CLSA believes that the housing sector has bottomed out and with improvement in gross fixed capital formation as a percentage of GDP, the brokerage expects the housing sector to perform well ahead. Keki Mistry, VC & CEO of HDFC, shared his views and outlook on the housing sector.

"The structural demand for housing sector remains strong," Mistry told CNBC-TV18 on Wednesday.
He further said that the number of projects under construction now is lesser than what it was 2-3 years ago.
According to him, "Huge supply has created unsold inventory in the housing sector."
Talking about the GST subsidy, Mistry said, “The new GST subsidy could be a bit of a game changer because with a GST rate of 12 percent it was pushing house prices higher and a lot of people were hesitating to buy a property at that point of time.”
“Now with a proposed reduction in GST rate from 12 to 5 percent, more customers would come to the market because they would now know that there is no further scope for GST rates to come down,” he added.

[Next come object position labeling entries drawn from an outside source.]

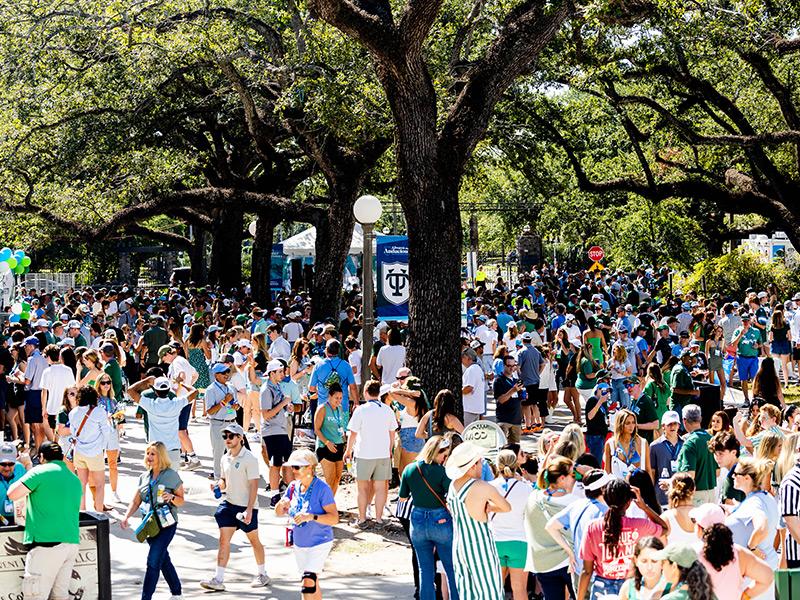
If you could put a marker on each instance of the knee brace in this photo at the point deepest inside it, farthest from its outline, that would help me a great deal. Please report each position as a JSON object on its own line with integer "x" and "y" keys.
{"x": 309, "y": 589}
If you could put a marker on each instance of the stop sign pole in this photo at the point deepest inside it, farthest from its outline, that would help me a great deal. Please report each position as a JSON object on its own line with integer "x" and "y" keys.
{"x": 596, "y": 254}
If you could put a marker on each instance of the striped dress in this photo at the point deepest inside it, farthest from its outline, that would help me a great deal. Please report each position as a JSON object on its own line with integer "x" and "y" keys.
{"x": 475, "y": 559}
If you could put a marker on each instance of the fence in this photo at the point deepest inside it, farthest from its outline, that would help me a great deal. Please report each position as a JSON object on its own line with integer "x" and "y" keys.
{"x": 50, "y": 281}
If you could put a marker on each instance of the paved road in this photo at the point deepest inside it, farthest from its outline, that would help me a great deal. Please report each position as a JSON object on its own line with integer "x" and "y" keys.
{"x": 351, "y": 571}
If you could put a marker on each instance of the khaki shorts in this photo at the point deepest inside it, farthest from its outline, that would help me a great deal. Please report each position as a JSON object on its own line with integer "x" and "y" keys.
{"x": 374, "y": 469}
{"x": 92, "y": 463}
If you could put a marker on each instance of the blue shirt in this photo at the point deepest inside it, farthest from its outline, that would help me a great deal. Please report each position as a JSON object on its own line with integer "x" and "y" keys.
{"x": 327, "y": 371}
{"x": 529, "y": 360}
{"x": 18, "y": 472}
{"x": 312, "y": 501}
{"x": 576, "y": 518}
{"x": 33, "y": 372}
{"x": 215, "y": 394}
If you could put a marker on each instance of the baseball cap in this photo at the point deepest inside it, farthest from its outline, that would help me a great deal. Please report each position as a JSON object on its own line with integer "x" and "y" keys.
{"x": 301, "y": 458}
{"x": 707, "y": 515}
{"x": 671, "y": 416}
{"x": 682, "y": 555}
{"x": 8, "y": 453}
{"x": 161, "y": 384}
{"x": 234, "y": 428}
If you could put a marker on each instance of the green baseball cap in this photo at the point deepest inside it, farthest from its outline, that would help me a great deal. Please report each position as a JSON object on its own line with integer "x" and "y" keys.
{"x": 682, "y": 555}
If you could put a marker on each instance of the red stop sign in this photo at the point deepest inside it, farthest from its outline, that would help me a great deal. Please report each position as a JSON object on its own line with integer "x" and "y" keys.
{"x": 596, "y": 253}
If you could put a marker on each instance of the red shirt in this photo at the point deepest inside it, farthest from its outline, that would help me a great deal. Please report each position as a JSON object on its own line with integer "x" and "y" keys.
{"x": 616, "y": 566}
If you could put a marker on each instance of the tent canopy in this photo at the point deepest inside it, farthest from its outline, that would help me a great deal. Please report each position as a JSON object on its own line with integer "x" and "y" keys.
{"x": 303, "y": 244}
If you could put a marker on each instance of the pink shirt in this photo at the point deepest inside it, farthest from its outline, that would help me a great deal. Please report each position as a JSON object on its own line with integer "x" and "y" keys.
{"x": 616, "y": 566}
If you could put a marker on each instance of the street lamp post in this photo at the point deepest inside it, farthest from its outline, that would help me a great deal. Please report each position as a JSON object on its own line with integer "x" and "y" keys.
{"x": 367, "y": 211}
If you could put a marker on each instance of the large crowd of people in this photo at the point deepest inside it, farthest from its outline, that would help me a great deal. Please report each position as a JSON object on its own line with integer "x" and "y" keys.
{"x": 664, "y": 484}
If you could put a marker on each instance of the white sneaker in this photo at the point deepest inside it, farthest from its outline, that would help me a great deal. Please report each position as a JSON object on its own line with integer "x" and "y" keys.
{"x": 213, "y": 584}
{"x": 260, "y": 581}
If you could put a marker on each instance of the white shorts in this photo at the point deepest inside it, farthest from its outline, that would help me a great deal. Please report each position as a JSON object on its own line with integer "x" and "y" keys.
{"x": 312, "y": 559}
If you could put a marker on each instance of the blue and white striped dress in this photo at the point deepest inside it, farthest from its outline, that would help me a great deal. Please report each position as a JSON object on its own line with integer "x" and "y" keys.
{"x": 475, "y": 559}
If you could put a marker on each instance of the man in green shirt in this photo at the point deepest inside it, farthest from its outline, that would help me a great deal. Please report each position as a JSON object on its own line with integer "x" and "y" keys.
{"x": 643, "y": 407}
{"x": 695, "y": 458}
{"x": 52, "y": 530}
{"x": 684, "y": 389}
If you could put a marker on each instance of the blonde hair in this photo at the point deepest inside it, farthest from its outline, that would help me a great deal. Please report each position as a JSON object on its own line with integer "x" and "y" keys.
{"x": 507, "y": 463}
{"x": 681, "y": 489}
{"x": 161, "y": 453}
{"x": 759, "y": 469}
{"x": 557, "y": 466}
{"x": 768, "y": 448}
{"x": 619, "y": 424}
{"x": 788, "y": 456}
{"x": 573, "y": 433}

“All this while some people were holding on to purchasing a house in the expectation that GST rate would come down and therefore the cost of buying the house for them would also be lower,” Mistry said.
When asked about CLSA’s report on a fall in investment in homes, he said, “I would say it is not an investment in homes. Investment is a very broad word. Investment has 2 meanings. One is people buying a house because they need a house to stay in and that demand has been strong and has been strong for the last couple of years.”
“The second category which is people investing in a property as a second home or a third home or just an investment – that is very low and that has been low for a very long time. People used to invest in real estate at one point of time years ago but over the last 4-5 years peoples’ investment in real estate; investment as in buying second and third home has come down, but genuine homebuyers, people who are buying a house because they need a house to stay in – that number has kept going up and that has also partly to do with the demographics in India.”